O professor da PUC Minas, onde coordena o Núcleo de Estudos
Sociopolíticos (Nesp), Robson Sávio Reis Souza, é um dos colaboradores na
redação do texto base da Campanha da Fraternidade 2018, cujo tema é violência.
Doutor em Ciências Sociais e especialista em Segurança Pública, além de membro
associado do Fórum Brasileiro de Segurança Pública, o professor falou à Revista
Bote Fé, das Edições da CNBB, sobre o tema da violência. Para o autor do livro
“Quem comanda a segurança pública no Brasil: atores, crenças e coalizões que
dominam a política nacional de segurança pública”, da Editora
Letramento, a violência vem se tornando o fio condutor da forma como se
realiza a sociabilidade no Brasil. Acompanhe, abaixo, a íntegra da entrevista.
A ideia de que o povo
brasileiro é ordeiro e de que há uma sociabilidade pacífica é um mito
nacional?
A experiência do viver em paz fundamenta a autoimagem de um povo
que se concebe como pacífico, ordeiro e inimigo da violência. Contudo, essa
ideia não apaga as contradições. Ao mesmo tempo em que se ostenta a vida
pacífica, produz-se e promove-se a violência, tanto no espaço público como no
ambiente privado de casas e empresas; nas interações pessoais diretas ou
mediadas pela tecnologia. Constata-se que, até mesmo nas relações sociais
cotidianas, o equilíbrio necessário à existência pacífica tem aparecido frágil
e suscetível a abalos, inflamados frequentemente por razões banais.
Nesse movimento de transformação social, tem emergido uma
sociabilidade que vai se concretizando em ações cotidianas violentas. A
cordialidade parece ceder lugar à intolerância. O compartilhamento negociado de
espaços e recursos parece, então, correr o risco de ser substituído pela
imposição autoritária de pontos de vista e a subjugação do outro pelo uso da
força, seja ela simbólica ou, em certos casos, até mesmo física. Em razão de
fenômenos como esses, é possível suspeitar que a sociedade brasileira possa
estar consolidando modos de vida referenciados no uso da força e da violência.
A violência se torna o fio condutor da forma como se realiza a
sociabilidade, isto é, a forma como uma pessoa interage com as demais em um
certo grupo social. Por vezes, para combater a violência, escolhem-se condutas
violentas.
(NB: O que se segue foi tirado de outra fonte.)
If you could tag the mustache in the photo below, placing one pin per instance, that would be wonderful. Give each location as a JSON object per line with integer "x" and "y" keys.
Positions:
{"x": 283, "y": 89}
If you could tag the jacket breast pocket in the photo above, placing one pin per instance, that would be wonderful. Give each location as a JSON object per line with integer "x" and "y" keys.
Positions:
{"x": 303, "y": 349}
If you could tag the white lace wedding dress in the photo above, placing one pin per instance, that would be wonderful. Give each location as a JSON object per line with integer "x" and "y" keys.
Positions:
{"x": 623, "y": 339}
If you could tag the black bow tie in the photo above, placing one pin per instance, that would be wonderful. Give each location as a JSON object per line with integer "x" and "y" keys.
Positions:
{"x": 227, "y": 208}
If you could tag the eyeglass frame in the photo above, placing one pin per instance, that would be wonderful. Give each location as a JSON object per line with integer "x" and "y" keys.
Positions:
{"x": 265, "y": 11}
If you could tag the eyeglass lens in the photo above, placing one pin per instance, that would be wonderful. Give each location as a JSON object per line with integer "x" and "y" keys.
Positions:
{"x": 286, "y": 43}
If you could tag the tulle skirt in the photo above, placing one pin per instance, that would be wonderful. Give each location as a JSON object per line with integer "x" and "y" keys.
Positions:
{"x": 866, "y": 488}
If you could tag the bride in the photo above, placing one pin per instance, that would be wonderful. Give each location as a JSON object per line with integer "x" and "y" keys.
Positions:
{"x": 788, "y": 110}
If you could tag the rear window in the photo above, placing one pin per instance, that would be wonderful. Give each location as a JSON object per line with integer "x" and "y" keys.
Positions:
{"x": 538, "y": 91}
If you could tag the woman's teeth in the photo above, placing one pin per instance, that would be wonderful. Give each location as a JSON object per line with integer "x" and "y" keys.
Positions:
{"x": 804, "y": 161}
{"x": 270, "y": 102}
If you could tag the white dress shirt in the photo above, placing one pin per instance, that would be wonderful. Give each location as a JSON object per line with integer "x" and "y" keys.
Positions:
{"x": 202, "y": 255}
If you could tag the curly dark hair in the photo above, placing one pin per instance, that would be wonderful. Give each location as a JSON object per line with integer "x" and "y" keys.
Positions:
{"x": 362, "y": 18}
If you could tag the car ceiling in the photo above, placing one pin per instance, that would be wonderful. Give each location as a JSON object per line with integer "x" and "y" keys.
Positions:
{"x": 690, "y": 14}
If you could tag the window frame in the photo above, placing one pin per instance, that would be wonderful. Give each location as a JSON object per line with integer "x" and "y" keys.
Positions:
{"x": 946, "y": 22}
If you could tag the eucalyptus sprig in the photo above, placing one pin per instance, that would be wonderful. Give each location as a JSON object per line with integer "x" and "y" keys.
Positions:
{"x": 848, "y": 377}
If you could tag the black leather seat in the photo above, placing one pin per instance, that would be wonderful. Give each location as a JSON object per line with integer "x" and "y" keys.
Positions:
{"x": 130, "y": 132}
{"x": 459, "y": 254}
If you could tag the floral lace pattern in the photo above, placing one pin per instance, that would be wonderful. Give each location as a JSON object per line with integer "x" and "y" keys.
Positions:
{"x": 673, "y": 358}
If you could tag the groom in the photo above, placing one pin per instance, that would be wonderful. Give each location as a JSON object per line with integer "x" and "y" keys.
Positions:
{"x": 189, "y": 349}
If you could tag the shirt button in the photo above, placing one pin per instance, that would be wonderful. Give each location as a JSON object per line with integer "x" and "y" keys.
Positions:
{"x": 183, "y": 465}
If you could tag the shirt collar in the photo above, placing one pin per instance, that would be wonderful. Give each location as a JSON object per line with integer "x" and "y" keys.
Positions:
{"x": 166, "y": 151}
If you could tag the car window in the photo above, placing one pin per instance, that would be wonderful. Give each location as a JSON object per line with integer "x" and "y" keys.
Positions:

A concepção punitiva da justiça feita pelas próprias mãos, o
incremento dos equipamentos de segurança pela população em busca de
autoproteção, a exigência do maior rigor nas leis e do aumento dos presídios
são exemplos de como o discurso contra a violência às vezes se converte em
práticas que podem vir a aumentar ainda mais a sociabilidade violenta. Isso
ocorre quando se pretender fazer o combate da violência pelo recurso a
instrumentos potencialmente geradores de mais violência.
A concepção punitiva da
justiça feita pelas próprias mãos, o incremento dos equipamentos de segurança
pela população, a exigência do maior rigor nas leis e do aumento dos presídios
são exemplos de como o discurso contra a violência às vezes se converte em
práticas que podem vir a aumentar ainda mais a sociabilidade violenta
No texto base da CF 2018 vocês
falam de uma violência multifacetada e epidêmica que faz parte da história do
país. Multifacetada e epidêmica? O que estas expressões dizem sobre a natureza
da violência em nosso país?
O Brasil é uma sociedade injusta, excludente e extremamente
desigual que exibe uma democracia sem cidadania. Injustiça, exclusão e
desigualdade são fatores que geram múltiplas formas de violência. A fome, o
desemprego, a falta de moradia, de políticas públicas de proteção e promoção de
direitos são tipos de violência que afetam a dignidade humana.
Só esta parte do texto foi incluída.